The Spectacle of Disintegration by Mckenzie Wark

The Spectacle of Disintegration by Mckenzie Wark

Author:Mckenzie Wark
Language: eng
Format: epub
Publisher: Verso Books


14 The Devil’s Party

Fortune against envy; fame against oblivion.

Baltasar Gracián

“Shipwreckers have their name writ only on water.”1 Debord takes it to be Shelley’s epitaph, but it is also Debord’s. His last film, In Girum Imus Nocte et Consumimur Igni (1978), perhaps his masterpiece, has an aquatic mood. The eddies and currents of the river as it flows into the sea are so many situations that form and disperse on its surface, to be replaced by others, and still others. In Girum has a slower rhythm, a more somber mood than Society of the Spectacle. The emphasis shifts toward a more fine-grained denunciation of the colonization of everyday life by spectacular images of the commodified world.

Against this, Debord can only posit the remembrance of lost friends and the implacable onrush of a historical time, which will return no matter how much the spectacle denies its existence. Martine Barraqué: “And oddly, while working on the last film (what I am telling you is quite harsh, right?) I had the impression of working with a veteran of war. That he could not write anything else that was new—that everything kept turning round and round in the usual ways because he had already said it all.”

In girum imus nocte et consumimur igni. The palindrome of the title means something like: We go into the circle by night; we are consumed by fire. If water is a figure for a particular quality of time, fire is another.

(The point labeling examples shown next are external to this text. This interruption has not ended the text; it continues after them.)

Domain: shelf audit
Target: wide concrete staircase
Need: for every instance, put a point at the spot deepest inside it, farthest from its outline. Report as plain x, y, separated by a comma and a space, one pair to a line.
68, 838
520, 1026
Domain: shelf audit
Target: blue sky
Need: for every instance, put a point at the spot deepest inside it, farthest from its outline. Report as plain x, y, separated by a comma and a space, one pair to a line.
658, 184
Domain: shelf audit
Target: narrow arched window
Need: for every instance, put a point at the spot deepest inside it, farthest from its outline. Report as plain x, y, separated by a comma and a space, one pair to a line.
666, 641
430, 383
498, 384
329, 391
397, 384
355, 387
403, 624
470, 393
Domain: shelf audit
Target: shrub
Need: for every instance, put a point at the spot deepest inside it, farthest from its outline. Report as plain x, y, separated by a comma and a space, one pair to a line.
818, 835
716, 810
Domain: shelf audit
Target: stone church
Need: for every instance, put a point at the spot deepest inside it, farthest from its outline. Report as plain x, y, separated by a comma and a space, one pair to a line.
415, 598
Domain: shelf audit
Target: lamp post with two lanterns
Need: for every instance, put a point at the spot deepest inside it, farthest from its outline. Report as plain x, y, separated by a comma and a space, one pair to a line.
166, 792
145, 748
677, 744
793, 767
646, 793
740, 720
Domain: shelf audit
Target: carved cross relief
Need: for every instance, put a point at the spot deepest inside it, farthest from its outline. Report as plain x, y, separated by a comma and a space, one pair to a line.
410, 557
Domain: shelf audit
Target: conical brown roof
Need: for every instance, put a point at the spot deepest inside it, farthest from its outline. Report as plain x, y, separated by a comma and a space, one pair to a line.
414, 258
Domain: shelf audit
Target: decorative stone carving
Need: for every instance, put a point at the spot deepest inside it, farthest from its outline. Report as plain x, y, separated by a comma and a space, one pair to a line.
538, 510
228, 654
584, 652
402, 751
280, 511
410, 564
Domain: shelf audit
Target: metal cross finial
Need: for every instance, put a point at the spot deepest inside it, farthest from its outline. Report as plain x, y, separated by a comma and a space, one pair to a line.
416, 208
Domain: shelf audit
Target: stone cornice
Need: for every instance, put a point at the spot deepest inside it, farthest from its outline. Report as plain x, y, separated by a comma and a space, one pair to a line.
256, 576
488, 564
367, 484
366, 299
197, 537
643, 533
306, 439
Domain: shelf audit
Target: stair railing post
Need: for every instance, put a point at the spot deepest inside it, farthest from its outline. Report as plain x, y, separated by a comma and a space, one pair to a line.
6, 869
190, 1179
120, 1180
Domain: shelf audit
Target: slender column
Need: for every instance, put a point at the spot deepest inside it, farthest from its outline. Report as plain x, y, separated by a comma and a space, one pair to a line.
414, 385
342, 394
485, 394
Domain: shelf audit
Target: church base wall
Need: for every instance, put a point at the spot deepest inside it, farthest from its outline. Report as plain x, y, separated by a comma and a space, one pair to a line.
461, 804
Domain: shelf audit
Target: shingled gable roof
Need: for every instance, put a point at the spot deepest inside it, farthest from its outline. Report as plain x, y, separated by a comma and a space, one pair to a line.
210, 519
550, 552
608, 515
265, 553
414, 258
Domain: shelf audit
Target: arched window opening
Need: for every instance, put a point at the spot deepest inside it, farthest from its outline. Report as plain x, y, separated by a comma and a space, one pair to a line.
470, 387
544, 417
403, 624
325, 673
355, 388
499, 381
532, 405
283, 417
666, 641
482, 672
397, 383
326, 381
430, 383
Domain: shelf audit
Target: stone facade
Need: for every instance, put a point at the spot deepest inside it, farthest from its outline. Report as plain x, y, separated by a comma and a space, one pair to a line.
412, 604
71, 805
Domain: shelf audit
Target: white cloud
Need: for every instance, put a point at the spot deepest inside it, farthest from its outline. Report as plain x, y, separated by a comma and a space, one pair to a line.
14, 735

The momentary conflagration, the clash of forces, the cavalry charge, or the fatal bullet which, Debord once noted, killed an uncommon number of his friends.2 Fire is the other elemental time, and if we all are borne along by a liquid current, there are those few, those happy few, who are the friends of fire; the devil’s party, orbiting the flame, like moths to enlightenment. By the time of In Girum, the party of fire is a diminished band, the everyday situation no longer seems quite so resonant with a wider historical current. In the disintegrating spectacle negation no longer works against it from without. All that remains is the spark of a memory, to be recalled, over and over, until it torches time again.

In Girum détourns scenes from movies as Spectacle does, and sometimes the same films, but to different effect. Shanghai Gesture appears again, but this time Debord chooses not Gene Tierney but Victor Mature playing Doctor Omar, who describes himself as “a doctor of nothing … it sounds important and hurts no one, unlike most doctors.” Doctor Omar even has the temerity to steal a line from the Roman playwright Terence: “I am a thoroughbred mongrel. I am related to all the earth and nothing human is foreign to me.”3

He is the first of a series of characters appearing in In Girum who might be described as being of the devil’s party, agents of deception and division. While Robin Hood and Zorro make appearances as rather more straightforward fantasies of redemption from within the spectacle, Debord is drawn to the more ambivalent and dangerous trickster figure.